I grew up in a household, or more specifically with a mother, who is a semi-movie snob. She has been enamored with the great performers like John Wayne, Jimmy Stewart, Gregory Peck and others.
As such, I grew up with a natural love of movies (old and new) and a healthy disdain for the 're-make' and even the sequel. With that background, my brother and I saw the re-make of The Day The Earth Stood Still yesterday and, unfortunately, it lived up to all my expectations of its low quality.
But it is not the movie that made me think of the radio industry and its both financial and creative problems, but the previews. Over 80% of the previews were either for remakes or sequels - Terminator Salvation, Fast & Furious New Model, Star Trek to name a few.
With a relatively light audience and being an industry with its own problems, I found it disheartening that rather than try to attract new content, celebrate more original creations and give the audience a new reason to enjoy the theatre, the fell back on old, tired titles.
In looking at our airplay, the radio industry on the music side is in the same position; relying primarily on a few songs or artists instead of growing the content base more aggressively. The recent news that Talk surpassed Country in listenership to become the top radio format. While I do not have the numbers on Talk, it is not difficult to believe that the lack of quality content is the top culprit.
As you can read in the table, I looked at the top 100-song-playlists over a 7-day period for 5 commercial radio formats as a quick sample and confirmed a disturbing fact.
The top 100 songs, which represent only 1.2% of the songs played, represent 46% of the airplay across those 5 commercial formats, a 37x multiple. The top 20 songs, which represent only 0.2% of the songs played account for nearly 25% of the airplay, a 106x multiple.
Such a stagnant use of the wide variety of music actually available at all times is one problem the radio industry has that can be changed with little effort and would be in line with the movement of digital and mobile services...more variety, more personal input to choice.

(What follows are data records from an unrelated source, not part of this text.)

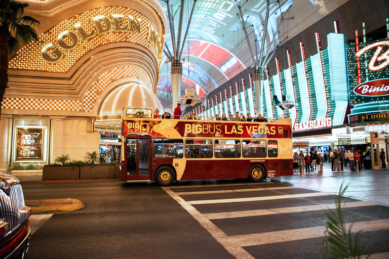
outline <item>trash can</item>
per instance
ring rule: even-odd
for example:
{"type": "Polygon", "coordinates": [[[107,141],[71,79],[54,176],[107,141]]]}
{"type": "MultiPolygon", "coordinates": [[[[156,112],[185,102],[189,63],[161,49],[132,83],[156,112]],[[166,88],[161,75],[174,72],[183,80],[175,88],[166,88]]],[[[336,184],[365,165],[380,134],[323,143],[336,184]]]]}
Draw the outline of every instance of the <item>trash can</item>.
{"type": "Polygon", "coordinates": [[[363,167],[366,169],[371,169],[371,159],[363,159],[363,167]]]}

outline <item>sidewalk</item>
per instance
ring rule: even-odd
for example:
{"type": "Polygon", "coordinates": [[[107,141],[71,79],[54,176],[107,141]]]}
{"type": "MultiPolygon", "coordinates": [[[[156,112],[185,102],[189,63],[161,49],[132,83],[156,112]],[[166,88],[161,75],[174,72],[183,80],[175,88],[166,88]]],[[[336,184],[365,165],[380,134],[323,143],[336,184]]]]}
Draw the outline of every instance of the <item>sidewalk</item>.
{"type": "Polygon", "coordinates": [[[348,185],[345,196],[375,203],[389,206],[389,168],[380,170],[362,169],[359,172],[350,171],[349,166],[343,166],[344,171],[331,171],[331,163],[324,163],[323,174],[318,171],[302,175],[270,178],[271,181],[287,183],[294,186],[315,191],[337,194],[340,186],[348,185]]]}

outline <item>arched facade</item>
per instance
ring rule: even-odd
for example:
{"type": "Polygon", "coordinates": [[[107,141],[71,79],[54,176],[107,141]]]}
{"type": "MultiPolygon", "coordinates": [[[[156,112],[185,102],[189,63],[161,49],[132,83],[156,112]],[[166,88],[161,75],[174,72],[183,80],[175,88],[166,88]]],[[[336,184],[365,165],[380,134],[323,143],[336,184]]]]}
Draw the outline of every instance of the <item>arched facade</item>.
{"type": "Polygon", "coordinates": [[[166,33],[157,0],[29,4],[27,14],[41,23],[40,41],[23,46],[9,62],[0,170],[9,163],[47,164],[62,154],[83,159],[99,150],[92,123],[110,92],[135,82],[157,94],[166,33]]]}

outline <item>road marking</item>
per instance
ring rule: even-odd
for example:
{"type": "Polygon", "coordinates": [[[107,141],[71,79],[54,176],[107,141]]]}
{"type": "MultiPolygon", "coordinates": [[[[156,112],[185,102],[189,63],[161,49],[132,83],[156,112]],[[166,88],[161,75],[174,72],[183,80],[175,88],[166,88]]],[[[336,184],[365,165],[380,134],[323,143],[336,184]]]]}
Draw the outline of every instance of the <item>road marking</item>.
{"type": "Polygon", "coordinates": [[[28,226],[31,228],[31,234],[32,235],[48,221],[53,214],[43,214],[42,215],[31,215],[28,218],[28,226]]]}
{"type": "MultiPolygon", "coordinates": [[[[352,224],[352,233],[381,230],[389,228],[389,219],[347,223],[344,224],[344,228],[348,229],[352,224]]],[[[320,226],[303,229],[230,236],[224,237],[222,242],[235,243],[236,245],[242,247],[260,245],[323,237],[326,236],[324,233],[325,230],[325,226],[320,226]]]]}
{"type": "MultiPolygon", "coordinates": [[[[179,194],[179,193],[177,193],[179,194]]],[[[249,198],[237,198],[234,199],[219,199],[216,200],[202,200],[188,201],[190,204],[208,204],[213,203],[228,203],[230,202],[244,202],[246,201],[258,201],[260,200],[278,200],[280,199],[290,199],[292,198],[303,198],[305,197],[323,196],[333,195],[326,192],[312,192],[299,194],[288,194],[286,195],[276,195],[267,197],[252,197],[249,198]]]]}
{"type": "Polygon", "coordinates": [[[201,191],[199,192],[183,192],[176,193],[179,195],[188,195],[191,194],[212,194],[215,193],[228,193],[234,192],[259,192],[268,190],[285,190],[286,189],[296,189],[293,186],[285,187],[270,187],[268,188],[237,189],[232,190],[220,190],[219,191],[201,191]]]}
{"type": "Polygon", "coordinates": [[[256,186],[258,185],[262,185],[264,184],[276,184],[276,183],[270,182],[262,182],[261,183],[242,183],[241,184],[219,184],[217,183],[207,184],[207,185],[185,185],[184,186],[172,186],[170,187],[172,190],[175,189],[181,189],[181,188],[199,188],[199,187],[218,187],[219,186],[234,186],[235,185],[253,185],[256,186]]]}
{"type": "MultiPolygon", "coordinates": [[[[323,209],[334,209],[336,208],[336,203],[328,204],[314,205],[310,206],[300,206],[298,207],[289,207],[276,208],[267,209],[257,209],[255,210],[244,210],[240,211],[231,211],[228,212],[209,213],[203,215],[208,220],[220,220],[221,219],[232,219],[234,218],[243,218],[246,217],[262,216],[274,214],[283,214],[285,213],[301,212],[313,211],[323,209]]],[[[356,201],[354,202],[342,203],[342,208],[352,208],[365,206],[375,206],[377,204],[366,201],[356,201]]]]}
{"type": "Polygon", "coordinates": [[[220,243],[228,252],[236,258],[243,259],[253,259],[254,257],[241,247],[237,246],[234,243],[231,243],[226,238],[227,235],[219,228],[212,223],[211,221],[206,218],[193,206],[182,199],[177,193],[172,191],[169,187],[162,187],[169,195],[174,199],[194,219],[199,222],[206,229],[216,240],[220,243]]]}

Audiences, and advertisers, demand quality and diversity of content, especially now that the sources are so fragmented and varied. Even correcting for the Christmas music flips, commercial radio is just not fulfilling that requirement to the best of its capabilities.
The stations continue to rely primarily, if not solely, on repetition as the method of discovery instead of expanding the methods to integrate mobile and digital sources or even SMS or email communication of their playlists in both push and pull fashion as other forms of informing listeners and providing them with music discovery tools beyond the top 5-10% of songs.
Change is not optional, but essential and Mediaguide is fortunate to be in a posistion to assist with its data and technology.